Building on the understanding of the theories and models of firms, this chapter reviews the basic principles of strategic management of business enterprises. First, the basic principles of business strategy are explained. Only through in-depth understanding and diligent application of these principles will business executives be able to make strategic choices and craft an appropriate business strategy and the corresponding value configuration, business model, or e-business model for the firm. Second, the role of corporate strategy and its relationships with business unit strategies are discussed. The discipline of strategic management is introduced together with the principles of strategy maps—a model which is explained and illustrated by case example of its application by a leading corporation in more detail in Chapter V as part of a strategic alignment discussion. Third, the principles of strategic planning and the measurement of competitive strategy are described. These tasks ensure a corporate/business strategy is rigorously planned, resourced, and diligently executed to deliver the requisite strategic goals. Following on from the resource-based and activity-based theories of firms discussed in Chapter I, this chapter describes the corresponding resource-based and activity-based strategies. In addition, with the increasing importance of corporate governance comes the need to ensure due consideration is given to ethics in information technology deployment. Theories for ethics in IT and their incorporation in IT strategy are still emerging. The basic issues for IT strategy developmental consideration are reviewed.
Basic Principles Of Strategy
Strategy is not about finding the universally best way of competing, nor is it an effort to be all things to every customer. Strategy is about defining a way of competing that delivers unique value in a particular set of uses or for a particular set of customers (Porter, 1985). Indeed, as Thompson and Strickland (2003, p. 3) postulate, “a company’s strategy is the game plan management is using to stake out a market position, conduct its operation, attract and please customers, compete successfully, and achieve organizational objectives.” To establish and maintain a distinctive strategic positioning, Porter (2001) stipulates that a company needs to follow six fundamental principles:
It must start with the right goal: superior long-term return on investment. Only by grounding strategy in sustained profitability will real economic value be generated. Economic value is created when customers are willing to pay a price for a product or service that exceeds the cost of producing it.
A company’s strategy must enable it to deliver a value proposition, or set of benefits, different from those that competitors offer.
Strategy needs to be reflected in a distinctive value configuration.
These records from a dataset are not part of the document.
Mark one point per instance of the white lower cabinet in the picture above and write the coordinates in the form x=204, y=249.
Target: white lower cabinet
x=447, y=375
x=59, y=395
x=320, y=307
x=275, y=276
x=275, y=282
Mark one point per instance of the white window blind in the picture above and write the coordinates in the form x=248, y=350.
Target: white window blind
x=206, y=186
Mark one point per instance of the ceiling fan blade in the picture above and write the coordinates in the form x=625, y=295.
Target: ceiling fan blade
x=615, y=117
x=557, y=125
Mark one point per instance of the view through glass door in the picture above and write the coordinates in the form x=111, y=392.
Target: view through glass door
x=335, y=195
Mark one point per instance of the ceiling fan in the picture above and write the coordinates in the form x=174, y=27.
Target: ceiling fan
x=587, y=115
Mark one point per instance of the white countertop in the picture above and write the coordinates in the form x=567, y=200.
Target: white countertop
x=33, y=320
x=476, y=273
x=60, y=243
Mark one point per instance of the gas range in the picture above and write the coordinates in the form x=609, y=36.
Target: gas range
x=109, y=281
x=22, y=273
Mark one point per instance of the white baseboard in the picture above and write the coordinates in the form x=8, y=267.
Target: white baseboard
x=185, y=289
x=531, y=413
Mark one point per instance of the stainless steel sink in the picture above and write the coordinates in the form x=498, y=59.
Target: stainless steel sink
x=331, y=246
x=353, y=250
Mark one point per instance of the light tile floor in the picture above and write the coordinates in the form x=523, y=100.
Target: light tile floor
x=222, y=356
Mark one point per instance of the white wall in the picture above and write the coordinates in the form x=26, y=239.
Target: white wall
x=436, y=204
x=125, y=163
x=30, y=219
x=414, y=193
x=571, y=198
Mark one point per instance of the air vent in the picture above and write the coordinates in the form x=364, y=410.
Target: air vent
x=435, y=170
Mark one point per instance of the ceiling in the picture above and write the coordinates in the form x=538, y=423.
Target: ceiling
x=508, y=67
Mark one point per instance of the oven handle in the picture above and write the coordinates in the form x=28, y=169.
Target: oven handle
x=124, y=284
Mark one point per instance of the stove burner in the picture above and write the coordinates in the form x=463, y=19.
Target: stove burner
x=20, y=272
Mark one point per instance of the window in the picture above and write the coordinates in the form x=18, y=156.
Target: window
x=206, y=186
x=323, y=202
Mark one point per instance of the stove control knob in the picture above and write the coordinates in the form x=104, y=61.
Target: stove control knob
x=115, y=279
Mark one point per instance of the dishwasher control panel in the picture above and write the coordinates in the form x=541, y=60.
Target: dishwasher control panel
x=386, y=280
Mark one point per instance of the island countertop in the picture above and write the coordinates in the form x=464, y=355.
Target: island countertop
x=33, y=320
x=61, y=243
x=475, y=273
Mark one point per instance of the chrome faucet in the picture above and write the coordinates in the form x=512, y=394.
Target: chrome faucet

To establish a sustainable competitive advantage, a company must perform different activities than rivals or perform similar activities in different ways.
Robust strategies involve trade-offs. A company must abandon or forego some product features, services, or activities in order to be unique at others.
Strategy defines how all the elements of what a company does fit together. A strategy involves making choices throughout the value configuration that are independent; all a company’s activities must be mutually reinforcing.
Strategy involves continuity of direction. A company must define a distinctive value proposition that it will stand for, even if that means foregoing certain opportunities.